Gardens for a Beautiful America
Author: Sam Watters
Gardens for a Beautiful America, 1895- 1935, written by Sam Watters and published in collaboration with the Library of Congress. It includes 250 colored photographs of urban and suburban gardens taken by Frances Benjamin Johnston.
At the opening of the 20th century, as artist and progressive, Johnston was front and center in the movement to beautify America. Gilded Age industrialism had brought at new prosperity to life coast to coast, but at the price of once pristine forests, rivers, and blue skies, wrecked by continental railroad building and factory pollution in growing cities.

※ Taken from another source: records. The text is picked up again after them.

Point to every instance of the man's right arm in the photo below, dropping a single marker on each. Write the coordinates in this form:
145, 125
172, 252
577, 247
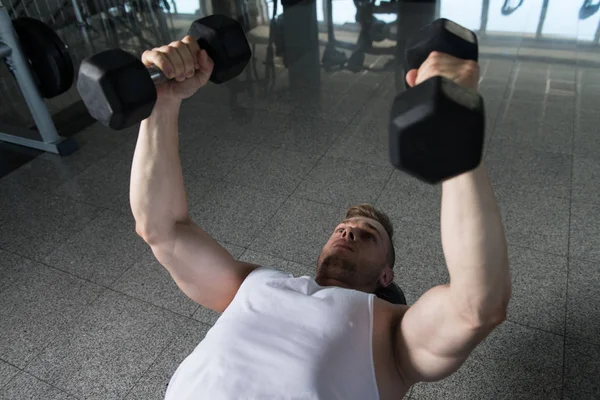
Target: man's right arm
199, 265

As guardians of home and community, wealthy women rallied clubs and societies to green America through design and horticulture. To show all gardeners, rich and poor, what a garden should be, they turned to Frances Benjamin Johnston.
Johnston s colored lantern slides have not been seen since the 1940's. They picture New York town house yards, Long Island villas, California hillside terraces and plantations of the South identified by Watters over years of research and travel.
Johnston produced each slide for illustrated lectures she presented to gardening women. Today, these hand-painted miniatures on glass still resonate with her crusading message: garden the nation back to America the Beautiful, one elm, one rose, one fountain and one boxwood terrace at a time. Preserve our wildflowers and forests for future generations.